At the end of the day, it was the smallest boat among the fleet, the 18-foot VXOne who hoisted the Commodore John Quinn Trophy for the fastest corrected time of 2:47:27. Nick Woviotis of Newport and Mike Komar of Jamestown onboard SPACE CADET battled the wind and waves to claim the top honor handily – winning by nearly 10 minutes over 2nd place’s Jim Madden with his new Carkeek 47, STARK RAVING MAD IX, and 3rd place’s (and 2019 overall winner) Chris Cannon’s Alden 62, VERISSIMO. Madden was also the winner of the Commodore Bruce R. Brakenhoff Memorial Trophy for the fastest elapsed time.
“As the smallest boat in the fleet, it was foot on the throttle the whole time and wave management was the key to our success,” said Woviotis. “Mike [Komar] drove through them perfectly and we were both nearly hiking off the stern to get around those 3-5 footers around Beavertail then just trying to keep a clean lane as all the faster boats caught up to us.” SPACE CADET saw 15 knots as their top speed of the day in winds ranging from 10-18 knots.
The competition ranged from 40-66 foot racing machines down to the VXOne fleet and 20-30 foot cruising boats split among nine PHRF-rated classes. “All the starts went off without a hitch,” said Mark Grosby, the race’s Principal Race Officier. “We could have used some more sun, but favorable wind and tide can’t be beaten!”
“The great part about CYC’s signature event is that serious sailors and family cruisers all take part,” said Patrick Muldoon, a 20+ year veteran of the annual race and co-chair of the event. “Everyone got around safely so we can’t ask for more than that.”

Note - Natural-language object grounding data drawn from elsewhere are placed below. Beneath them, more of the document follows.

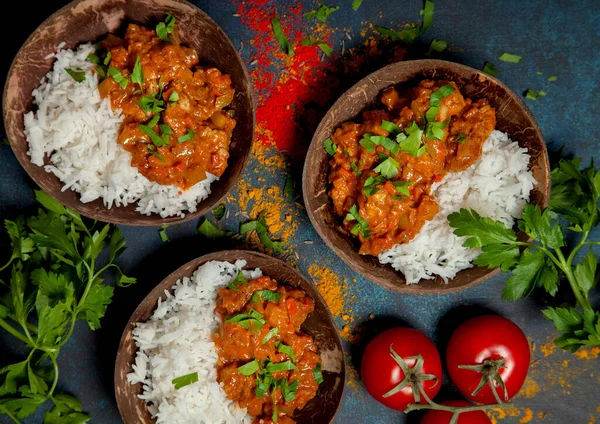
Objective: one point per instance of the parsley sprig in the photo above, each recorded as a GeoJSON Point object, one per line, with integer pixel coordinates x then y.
{"type": "Point", "coordinates": [52, 280]}
{"type": "Point", "coordinates": [546, 259]}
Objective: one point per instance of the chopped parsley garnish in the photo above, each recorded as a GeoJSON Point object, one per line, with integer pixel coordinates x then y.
{"type": "Point", "coordinates": [268, 295]}
{"type": "Point", "coordinates": [249, 368]}
{"type": "Point", "coordinates": [436, 46]}
{"type": "Point", "coordinates": [355, 169]}
{"type": "Point", "coordinates": [272, 333]}
{"type": "Point", "coordinates": [219, 211]}
{"type": "Point", "coordinates": [185, 380]}
{"type": "Point", "coordinates": [507, 57]}
{"type": "Point", "coordinates": [460, 138]}
{"type": "Point", "coordinates": [369, 186]}
{"type": "Point", "coordinates": [186, 137]}
{"type": "Point", "coordinates": [330, 147]}
{"type": "Point", "coordinates": [310, 41]}
{"type": "Point", "coordinates": [260, 226]}
{"type": "Point", "coordinates": [78, 76]}
{"type": "Point", "coordinates": [356, 4]}
{"type": "Point", "coordinates": [237, 282]}
{"type": "Point", "coordinates": [318, 374]}
{"type": "Point", "coordinates": [163, 29]}
{"type": "Point", "coordinates": [362, 226]}
{"type": "Point", "coordinates": [118, 77]}
{"type": "Point", "coordinates": [388, 168]}
{"type": "Point", "coordinates": [286, 350]}
{"type": "Point", "coordinates": [322, 13]}
{"type": "Point", "coordinates": [163, 233]}
{"type": "Point", "coordinates": [208, 230]}
{"type": "Point", "coordinates": [174, 97]}
{"type": "Point", "coordinates": [490, 69]}
{"type": "Point", "coordinates": [137, 76]}
{"type": "Point", "coordinates": [280, 37]}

Nearly 25% of all PHRF certificates in Narragansett Bay competed in the Annual Event. “90 boats is the perfect number for us,” said returning co-chair Alan Baines. “It’s manageable and coupled with great weather, we can’t ask for more.”
Individual class starts began at 1100 with the higher-rated non-spinnaker boats with faster boats starting later. The winds were southerly all day – making the race a true windward-leeward course. Crews started upwind towards Beavertail with the tide with them rounding the southern end of the island just as the tide turned and raced dead-downwind to the northern tip of Conanicut Island before heading back upwind again to finish off the yacht club.
After racing, sailors gathered for awards and a BBQ at Conanicut Yacht Club where Commodore Charles Beal commented, “It all came together with the volunteers, sailors, and weather. This is always the highlight of the summer for the club and a great way for sailors to celebrate another conclusion to a summer season. This year was no different and looking forward to our 95th next year.”